Tesla has withdrawn its threat to terminate a critical graphite supply agreement with Australia’s Syrah Resources, ending a tense standoff that dragged on for nearly a year and involved four separate deadline extensions. The resolution came on May 31, just one day before the final cure deadline of June 1, 2026.
Syrah’s shares surged between 23% and 38% on the news.
A deal that almost died four times
Tesla and Syrah originally signed the supply agreement back in December 2021. The terms were straightforward: Syrah would deliver 8,000 metric tons of active anode material annually from its Vidalia facility in Louisiana over a four-year period. Active anode material, or AAM, is the processed form of graphite that goes into lithium-ion battery anodes.
Things went sideways in July 2025 when Tesla issued a default notice. The issue was quality. Tesla alleged that the sample materials Syrah provided didn’t meet the required specifications.

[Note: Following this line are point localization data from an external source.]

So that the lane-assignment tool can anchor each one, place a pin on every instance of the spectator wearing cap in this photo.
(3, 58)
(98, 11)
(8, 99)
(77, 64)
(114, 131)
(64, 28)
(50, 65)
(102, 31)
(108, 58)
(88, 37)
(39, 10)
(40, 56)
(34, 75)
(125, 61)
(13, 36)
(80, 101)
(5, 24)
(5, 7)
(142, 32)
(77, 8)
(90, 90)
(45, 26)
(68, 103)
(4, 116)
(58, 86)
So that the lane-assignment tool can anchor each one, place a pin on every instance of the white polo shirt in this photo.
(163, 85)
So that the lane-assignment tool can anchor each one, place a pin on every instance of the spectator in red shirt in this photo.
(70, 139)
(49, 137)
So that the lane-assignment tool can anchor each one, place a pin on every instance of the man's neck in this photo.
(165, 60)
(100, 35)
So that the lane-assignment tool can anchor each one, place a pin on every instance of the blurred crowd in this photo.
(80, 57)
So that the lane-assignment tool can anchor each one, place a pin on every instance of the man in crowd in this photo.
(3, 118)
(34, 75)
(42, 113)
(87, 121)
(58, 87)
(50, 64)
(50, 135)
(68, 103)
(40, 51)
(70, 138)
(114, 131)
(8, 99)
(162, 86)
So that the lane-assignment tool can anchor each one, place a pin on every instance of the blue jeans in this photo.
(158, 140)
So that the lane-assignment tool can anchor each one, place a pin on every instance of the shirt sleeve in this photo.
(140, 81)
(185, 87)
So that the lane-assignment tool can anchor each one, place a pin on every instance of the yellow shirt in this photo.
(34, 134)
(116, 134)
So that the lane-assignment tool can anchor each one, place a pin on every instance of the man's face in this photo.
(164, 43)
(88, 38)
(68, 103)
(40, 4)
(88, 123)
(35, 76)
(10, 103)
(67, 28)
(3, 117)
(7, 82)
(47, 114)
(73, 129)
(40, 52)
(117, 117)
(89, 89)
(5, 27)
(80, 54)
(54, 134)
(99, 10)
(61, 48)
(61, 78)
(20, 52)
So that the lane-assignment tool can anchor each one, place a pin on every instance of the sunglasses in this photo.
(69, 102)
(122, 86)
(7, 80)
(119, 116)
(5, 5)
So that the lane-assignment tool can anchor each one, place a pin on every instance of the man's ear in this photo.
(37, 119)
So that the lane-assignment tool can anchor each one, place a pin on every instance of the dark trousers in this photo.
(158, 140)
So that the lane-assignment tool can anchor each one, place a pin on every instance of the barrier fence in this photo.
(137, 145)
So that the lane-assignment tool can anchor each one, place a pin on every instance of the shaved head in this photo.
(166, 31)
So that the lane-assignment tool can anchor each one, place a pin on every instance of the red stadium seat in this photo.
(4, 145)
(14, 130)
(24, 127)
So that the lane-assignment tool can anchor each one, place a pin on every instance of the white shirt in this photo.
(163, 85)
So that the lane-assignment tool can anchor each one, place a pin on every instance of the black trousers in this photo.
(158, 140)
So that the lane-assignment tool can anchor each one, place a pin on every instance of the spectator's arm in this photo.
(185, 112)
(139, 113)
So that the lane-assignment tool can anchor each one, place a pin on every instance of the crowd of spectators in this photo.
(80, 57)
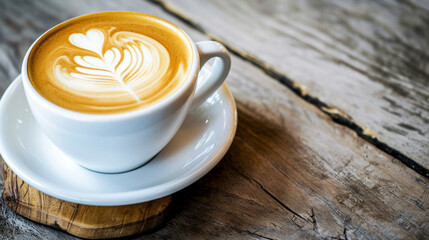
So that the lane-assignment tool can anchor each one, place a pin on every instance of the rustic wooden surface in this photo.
(292, 171)
(92, 222)
(367, 60)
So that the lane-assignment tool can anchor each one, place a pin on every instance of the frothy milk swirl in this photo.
(107, 63)
(130, 69)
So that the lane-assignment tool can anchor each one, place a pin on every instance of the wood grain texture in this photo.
(92, 222)
(367, 60)
(291, 172)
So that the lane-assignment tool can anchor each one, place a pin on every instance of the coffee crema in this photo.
(110, 62)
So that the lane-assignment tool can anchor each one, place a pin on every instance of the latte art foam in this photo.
(110, 64)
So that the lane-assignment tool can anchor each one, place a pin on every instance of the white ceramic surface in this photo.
(198, 146)
(97, 141)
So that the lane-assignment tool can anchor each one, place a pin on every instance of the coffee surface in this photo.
(110, 62)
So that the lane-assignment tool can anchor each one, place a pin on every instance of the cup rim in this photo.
(106, 117)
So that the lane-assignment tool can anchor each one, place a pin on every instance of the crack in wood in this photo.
(336, 115)
(280, 202)
(250, 233)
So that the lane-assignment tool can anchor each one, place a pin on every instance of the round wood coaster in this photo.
(84, 221)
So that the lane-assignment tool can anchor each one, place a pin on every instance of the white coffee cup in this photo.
(113, 143)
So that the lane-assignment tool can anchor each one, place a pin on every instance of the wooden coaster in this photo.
(84, 221)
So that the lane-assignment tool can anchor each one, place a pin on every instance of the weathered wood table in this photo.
(333, 107)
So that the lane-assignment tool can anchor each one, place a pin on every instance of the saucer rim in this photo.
(116, 198)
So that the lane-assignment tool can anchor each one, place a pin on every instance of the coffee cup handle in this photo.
(210, 79)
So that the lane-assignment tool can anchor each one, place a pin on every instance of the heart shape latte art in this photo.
(124, 65)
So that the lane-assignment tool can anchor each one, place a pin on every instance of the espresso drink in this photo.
(110, 62)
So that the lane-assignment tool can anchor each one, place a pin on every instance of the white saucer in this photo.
(200, 144)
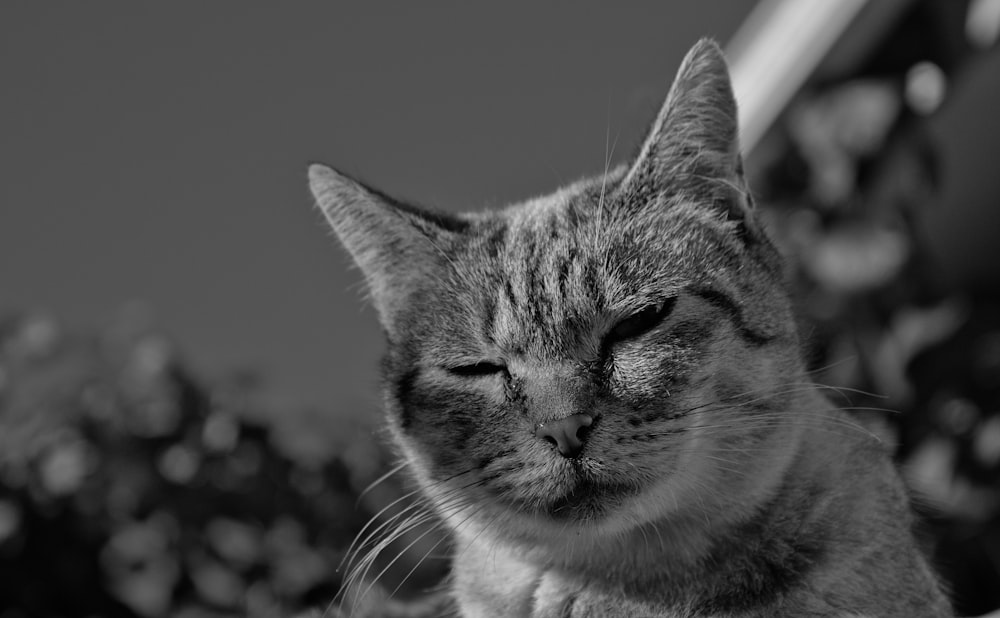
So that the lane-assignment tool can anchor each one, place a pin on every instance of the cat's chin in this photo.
(588, 501)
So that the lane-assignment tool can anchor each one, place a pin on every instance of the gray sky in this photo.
(157, 152)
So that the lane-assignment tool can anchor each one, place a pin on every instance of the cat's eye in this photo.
(479, 369)
(641, 322)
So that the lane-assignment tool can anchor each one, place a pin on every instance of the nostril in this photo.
(566, 434)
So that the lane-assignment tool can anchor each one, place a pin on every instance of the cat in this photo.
(600, 392)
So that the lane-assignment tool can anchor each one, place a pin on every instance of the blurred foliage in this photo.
(847, 179)
(128, 488)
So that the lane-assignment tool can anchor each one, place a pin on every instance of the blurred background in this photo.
(188, 386)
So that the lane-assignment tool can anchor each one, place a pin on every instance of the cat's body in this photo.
(600, 392)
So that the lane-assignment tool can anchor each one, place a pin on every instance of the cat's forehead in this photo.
(554, 272)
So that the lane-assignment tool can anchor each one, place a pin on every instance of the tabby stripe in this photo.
(721, 301)
(404, 387)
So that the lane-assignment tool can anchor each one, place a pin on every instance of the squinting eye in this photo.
(480, 369)
(640, 323)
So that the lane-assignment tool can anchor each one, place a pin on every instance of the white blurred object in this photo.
(775, 50)
(982, 23)
(926, 85)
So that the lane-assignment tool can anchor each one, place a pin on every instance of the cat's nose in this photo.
(566, 434)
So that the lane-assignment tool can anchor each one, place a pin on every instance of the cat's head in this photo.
(588, 357)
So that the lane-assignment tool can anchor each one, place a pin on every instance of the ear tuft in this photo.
(393, 244)
(696, 130)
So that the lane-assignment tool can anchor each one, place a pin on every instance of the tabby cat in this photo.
(600, 392)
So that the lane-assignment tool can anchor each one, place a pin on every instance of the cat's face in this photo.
(585, 357)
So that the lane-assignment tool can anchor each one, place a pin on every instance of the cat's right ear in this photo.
(394, 245)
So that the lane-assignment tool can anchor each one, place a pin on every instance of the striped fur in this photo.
(714, 481)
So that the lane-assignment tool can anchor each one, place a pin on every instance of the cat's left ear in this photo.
(694, 140)
(396, 245)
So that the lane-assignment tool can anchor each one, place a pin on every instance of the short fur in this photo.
(714, 479)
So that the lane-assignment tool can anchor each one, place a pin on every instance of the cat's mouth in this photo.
(589, 500)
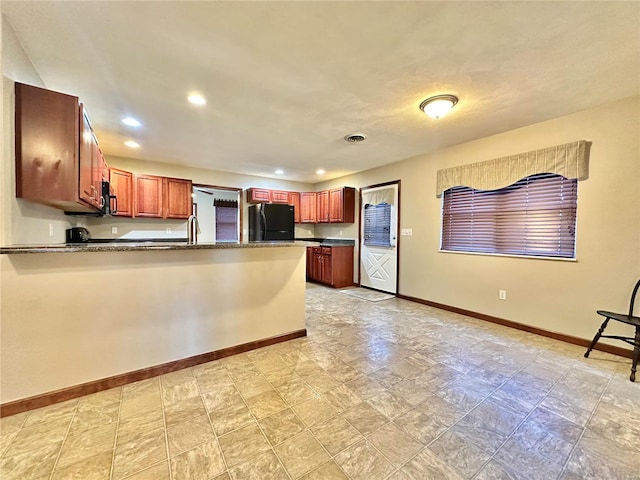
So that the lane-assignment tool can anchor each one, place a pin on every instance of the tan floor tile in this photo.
(265, 466)
(30, 464)
(328, 471)
(395, 444)
(241, 445)
(184, 410)
(159, 471)
(38, 436)
(295, 391)
(363, 462)
(365, 418)
(420, 426)
(53, 413)
(342, 398)
(179, 392)
(314, 411)
(265, 404)
(281, 426)
(87, 444)
(230, 418)
(336, 434)
(301, 453)
(96, 467)
(201, 463)
(137, 455)
(186, 435)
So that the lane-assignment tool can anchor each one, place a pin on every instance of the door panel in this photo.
(379, 264)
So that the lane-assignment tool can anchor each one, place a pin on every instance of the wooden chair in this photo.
(629, 319)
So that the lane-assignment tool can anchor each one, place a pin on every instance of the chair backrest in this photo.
(633, 298)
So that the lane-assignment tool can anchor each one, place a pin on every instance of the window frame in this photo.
(497, 197)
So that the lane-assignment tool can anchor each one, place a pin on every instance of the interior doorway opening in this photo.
(219, 213)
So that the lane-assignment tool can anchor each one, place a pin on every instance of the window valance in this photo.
(569, 160)
(378, 195)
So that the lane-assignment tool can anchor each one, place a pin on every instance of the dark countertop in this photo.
(137, 246)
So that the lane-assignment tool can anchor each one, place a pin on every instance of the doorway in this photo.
(379, 224)
(219, 212)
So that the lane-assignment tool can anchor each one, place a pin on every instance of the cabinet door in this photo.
(177, 198)
(308, 207)
(279, 196)
(258, 195)
(342, 205)
(147, 197)
(294, 199)
(322, 208)
(121, 183)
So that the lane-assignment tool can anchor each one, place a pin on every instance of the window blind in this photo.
(535, 216)
(377, 225)
(226, 220)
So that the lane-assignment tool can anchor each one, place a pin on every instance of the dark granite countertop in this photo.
(137, 246)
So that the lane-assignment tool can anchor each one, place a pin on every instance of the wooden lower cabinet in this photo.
(331, 266)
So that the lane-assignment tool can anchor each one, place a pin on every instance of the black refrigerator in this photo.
(271, 221)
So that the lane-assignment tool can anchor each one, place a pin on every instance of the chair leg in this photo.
(596, 338)
(636, 356)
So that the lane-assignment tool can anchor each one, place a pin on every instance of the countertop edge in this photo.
(140, 247)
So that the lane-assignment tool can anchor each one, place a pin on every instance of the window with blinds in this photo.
(535, 216)
(226, 220)
(377, 225)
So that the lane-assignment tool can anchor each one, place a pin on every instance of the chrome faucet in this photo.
(193, 229)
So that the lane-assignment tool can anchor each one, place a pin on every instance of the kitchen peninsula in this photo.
(80, 318)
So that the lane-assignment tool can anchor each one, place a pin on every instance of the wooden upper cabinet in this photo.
(294, 199)
(258, 195)
(148, 196)
(279, 196)
(177, 198)
(121, 183)
(322, 206)
(47, 146)
(342, 205)
(308, 207)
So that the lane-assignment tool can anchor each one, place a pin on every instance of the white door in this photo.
(379, 236)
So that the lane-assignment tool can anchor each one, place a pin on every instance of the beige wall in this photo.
(70, 318)
(559, 296)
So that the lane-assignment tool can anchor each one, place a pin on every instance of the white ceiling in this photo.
(286, 81)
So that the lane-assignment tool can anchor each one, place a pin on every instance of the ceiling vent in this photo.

What followed was a drawn-out negotiation process that saw the cure deadline extended not once, not twice, but four separate times. The final extension pushed the deadline to June 1, 2026. And with one day to spare, Tesla accepted that Syrah had made sufficient progress on conforming production. The termination threat was officially off the table.
Why graphite matters more than you think
China dominates graphite processing, controlling the vast majority of the world’s refined graphite output. That makes domestic suppliers like Syrah, which processes its graphite at a US-based facility in Louisiana, strategically important for any automaker trying to reduce dependency on Chinese supply chains.
The Vidalia facility represents one of the few non-Chinese sources of processed battery-grade graphite in the Western Hemisphere. Syrah also operates its Balama natural graphite mine in Mozambique alongside the Vidalia processing plant. The offtake agreement with Tesla has been central to Syrah’s strategic expansion in the US market and is linked to a significant loan from the US Department of Energy aimed at boosting production capabilities at the Vidalia facility.
What this means for investors
A share price jump of 23% to 38% reflects just how much existential risk the market had priced into Syrah during the dispute. With the termination threat removed, Syrah can now focus on scaling production and demonstrating consistent quality rather than fighting for survival.
For Tesla, securing a domestic graphite supply helps meet the requirements for EV tax credits under US clean energy incentives, which increasingly reward vehicles built with domestically sourced or processed critical minerals.
Syrah needed four deadline extensions to get its product quality where it needed to be. Scaling up processing of battery-grade materials at new facilities is genuinely difficult, and the gap between pilot-quality output and commercial-grade consistency has tripped up multiple companies across the critical minerals space.